On the other hand, Dr Antonio C Laurena, a Research Professor of the Institute of Plant Breeding in the University of the Philippines Los Baños (UPLB), and Dr Miriam E Pascua, President of Mariano Marcos State University (MMSU), presented what the two institutions have been doing to alleviate problems in food scarcity. Moreover, Dr Jinky Lu, a Research Professor of the National Institute of Health in the University of the Philippines Manila (UPM) talked about pesticide residues and related health problems affecting the vegetable industry stakeholders of Benguet. Meanwhile, Dr Conrad Balatero, Research and Development Manager of the East-West Seeds based in Bulacan, discussed the contribution of the private sector to the vegetable industry. Dr Carlito P Laurean, Director of Research at the Benguet State University, presented a similar study on toxic wastes in Benguet. Ms Linda Picpican of DOST CAR outlined the initiatives undertaken by the institution to help the people of the province and the nearby localities.
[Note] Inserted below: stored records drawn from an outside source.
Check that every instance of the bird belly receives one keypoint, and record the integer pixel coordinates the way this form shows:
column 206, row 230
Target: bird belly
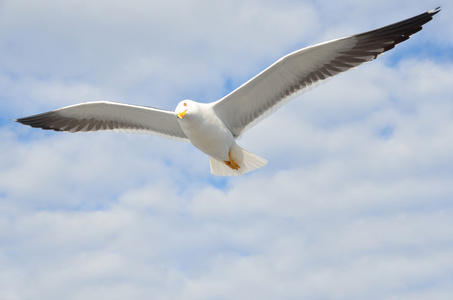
column 210, row 136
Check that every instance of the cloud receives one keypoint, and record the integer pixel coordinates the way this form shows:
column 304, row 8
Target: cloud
column 355, row 200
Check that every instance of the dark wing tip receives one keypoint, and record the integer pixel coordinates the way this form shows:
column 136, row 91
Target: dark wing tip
column 44, row 121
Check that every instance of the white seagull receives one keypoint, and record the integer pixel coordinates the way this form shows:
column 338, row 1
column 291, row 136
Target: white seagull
column 214, row 127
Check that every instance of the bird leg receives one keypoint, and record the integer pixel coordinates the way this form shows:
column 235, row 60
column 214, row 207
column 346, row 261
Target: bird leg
column 231, row 163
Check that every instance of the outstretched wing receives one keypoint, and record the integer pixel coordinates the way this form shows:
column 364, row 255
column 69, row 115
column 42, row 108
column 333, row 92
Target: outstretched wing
column 94, row 116
column 296, row 72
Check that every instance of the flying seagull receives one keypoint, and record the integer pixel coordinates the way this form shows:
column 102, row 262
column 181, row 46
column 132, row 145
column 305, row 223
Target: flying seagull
column 213, row 127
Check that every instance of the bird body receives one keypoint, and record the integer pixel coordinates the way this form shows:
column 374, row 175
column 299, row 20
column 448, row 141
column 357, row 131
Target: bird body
column 214, row 127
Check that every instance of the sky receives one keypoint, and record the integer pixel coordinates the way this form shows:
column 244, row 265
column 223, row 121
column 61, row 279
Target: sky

Governor Nestor Fongwan of the Province of Benguet discussed the issues affecting the livelihood of the people of Benguet and the initiatives the local government have undertaken to address the issues.
Symposium participants were able to identify the weaknesses and strengths of research, science and technology programs in the region as well as prioritized the environmental issues, the research and development gaps, and the imperatives for local action. Priority challenges include, among others, soil nutrient and water resource depletion, water scarcity, inadequate post-harvest technologies, increased use of highly toxic chemical pesticides due to higher pest incidence, scheduling of crop supply with the demand due to climatic variability, and lack of public education on proper use of pesticides and fertilizers and its effect on human health and environment. It was also noted that there is lack of awareness on safe and responsible use and benefits of modern biotechnology, and the weak interaction among various sections/stakeholders (e.g. local governments, government agencies, the academe, and private sector groups).
Research gaps and information needs identified include the lack of information on the use of inorganic, organic and mineral fertilizers in several crops, fragmented empirical data on pesticide and toxic waste hazards on vegetables, and the nutrient management needs in some crops. It was also noted that there is need to identify potential sources of mineral fertilizers, need for wider and laymanized dissemination of research results to end-users especially the human health aspects and environmental effects of pesticide residues in vegetables.
The regional forum also listed down some priority local actions and initiatives to be undertaken. These include the promotion of good farming practices on vegetable production, nutrient management, and integrated pest management, water resources use and management, and also the synchronization of crop production with the demand for agricultural products considering the prices and also climate variability. Active and sustained multi-stakeholder collaboration is also noted particularly in information sharing, technical training, and appropriate technology dissemination. Consequently, as follow up activities to the regional symposium, OYSI together with other stakeholders in northern Philippines including the state colleges and universities, research and development agencies, the local government are drafting plan and programs to implement the identified priority activities. In addition, OYSI plans to hold a similar symposium focused on aquaculture and fisheries in late 2009 in southern Philippines.